Cohort 1
Linking Blood Stream Infection Rates to Intensive Care
Johns Hopkins University
David Thompson and Jill Marsteller
The goal of this study was to implement a comprehensive safety program including an evidence-based intervention to reduce centralline-associated bloodstream infections while examining the context of nursing care delivery on patient outcomes. This interdisciplinary research team used the expertise of nurses to develop and deliver a quality improvement initiative that reflects the positive clinical contributions of nurses in the critical care setting. This study is likely to inform other nurse-led medical error reduction interventions and contribute to the quality improvement literature and the science of rigorously evaluated evidence-based interdisciplinary nursing practice.

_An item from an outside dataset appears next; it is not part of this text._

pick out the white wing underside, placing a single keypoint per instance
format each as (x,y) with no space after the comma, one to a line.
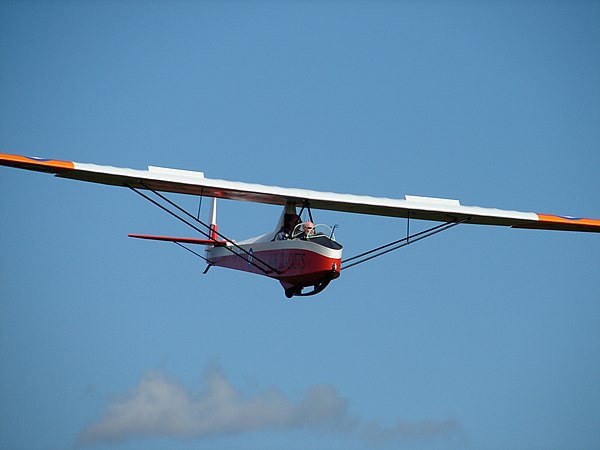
(195,183)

Nurse-Sensitive Measurement of Hospital Care Coordination
Emory University
Gerri Lamb and Francois Sainfort
An interdisciplinary team of nurse scientists and system engineers developed a new tool to capture what nurses do when they coordinate care for hospitalized patients. The tool, the first of its kind, will enable nurses and hospitals to document this important nursing work and will lead to a better understanding of how to improve care coordination and the quality of patient care in hospitals.
Improving the NQF Failure to Rescue Metric
Mayo Clinic
Marcelline Harris and Jack Needleman
Led by scholars in nursing and health services research and informatics, the goal of this interdisciplinary team was to refine one of the most controversial measures of nursing-sensitive quality of care: failure to rescue. Refinement of this measure is expected to result in a measure of the quality of nursing care that is more likely to be used for quality improvement, public accountability, and pay for performance.